Six LDS Writers and A Frog

Thursday, November 15, 2007

The English Class Journal

First, allow me to apologize for not posting last week. I had a terrific blog lined up -- this very one, in fact. Imagine my horror when I opened my laptop and discovered I had no Internet access. Yes, folks, it's true. There are areas in this very country where you can turn on a computer and read: No wireless networks available. Scary, huh? I visited the "Most Haunted House in America" last weekend and, believe me, it was nothing in comparison to my Friday morning fright.

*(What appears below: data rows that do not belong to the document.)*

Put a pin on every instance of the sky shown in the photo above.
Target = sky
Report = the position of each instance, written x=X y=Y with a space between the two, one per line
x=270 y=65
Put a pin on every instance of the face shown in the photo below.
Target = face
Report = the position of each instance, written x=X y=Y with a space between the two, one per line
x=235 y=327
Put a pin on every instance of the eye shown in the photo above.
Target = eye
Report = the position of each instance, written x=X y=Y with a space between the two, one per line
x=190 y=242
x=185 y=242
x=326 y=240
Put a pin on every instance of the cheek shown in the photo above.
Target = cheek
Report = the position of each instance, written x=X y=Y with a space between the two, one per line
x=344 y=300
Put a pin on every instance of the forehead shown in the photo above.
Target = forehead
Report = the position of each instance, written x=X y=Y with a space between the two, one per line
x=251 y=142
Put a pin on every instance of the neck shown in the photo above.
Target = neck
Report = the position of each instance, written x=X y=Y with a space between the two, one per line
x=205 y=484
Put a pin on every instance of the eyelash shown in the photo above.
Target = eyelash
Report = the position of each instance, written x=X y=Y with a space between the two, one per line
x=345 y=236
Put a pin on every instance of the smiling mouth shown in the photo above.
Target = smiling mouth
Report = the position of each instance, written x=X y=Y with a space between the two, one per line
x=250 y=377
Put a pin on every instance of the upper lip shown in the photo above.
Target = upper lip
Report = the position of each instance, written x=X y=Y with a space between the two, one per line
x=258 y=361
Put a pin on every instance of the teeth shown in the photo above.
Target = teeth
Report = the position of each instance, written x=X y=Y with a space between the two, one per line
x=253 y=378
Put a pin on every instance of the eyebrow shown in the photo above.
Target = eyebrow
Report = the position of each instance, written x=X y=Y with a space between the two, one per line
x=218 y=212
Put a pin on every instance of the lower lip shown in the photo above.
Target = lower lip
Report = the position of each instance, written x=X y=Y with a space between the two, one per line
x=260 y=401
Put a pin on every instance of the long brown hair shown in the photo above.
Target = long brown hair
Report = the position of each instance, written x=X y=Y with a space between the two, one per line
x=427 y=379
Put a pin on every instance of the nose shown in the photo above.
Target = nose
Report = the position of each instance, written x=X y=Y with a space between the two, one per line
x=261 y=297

Speaking of haunted houses, this week's guest blogger is the author of a genuine LDS ghost story! You'll have to follow the link to find it, but first read her story of the English Class Journal. It's pretty chilling too, albeit in an entirely different way.

THE ENGLISH CLASS JOURNAL

by LizAnne Bayh

As we grow older, we forget how insecure and awkward teenage years can be! The summer before my sophomore year I attended music camp at a local university and met an adorable young man from my high school. I developed an immediate infatuation for the guy and carried this secret crush into the school year, even though Pete felt no attraction toward me.

Our sophomore English teacher required us to bring a spiral notebook in which to keep a journal. Mine was a generic type, nothing special. Mrs. Jones gave us the first eight minutes of class to record our thoughts and feelings, and of course I wrote about meeting Pete and seeing him at school, and how he ignored me, and how I wished he would ask me out, and . . . well you know, the typical wishes of a teenage girl.

One day I unwittingly left the notebook in my desk when I went to my next class. I didn’t miss it until one of Pete’s friends snickered as he passed me between classes. “So you you’ve got the hots for Pete, huh?”

Huh? I whirled to watch the boy disappear down the crowded hall.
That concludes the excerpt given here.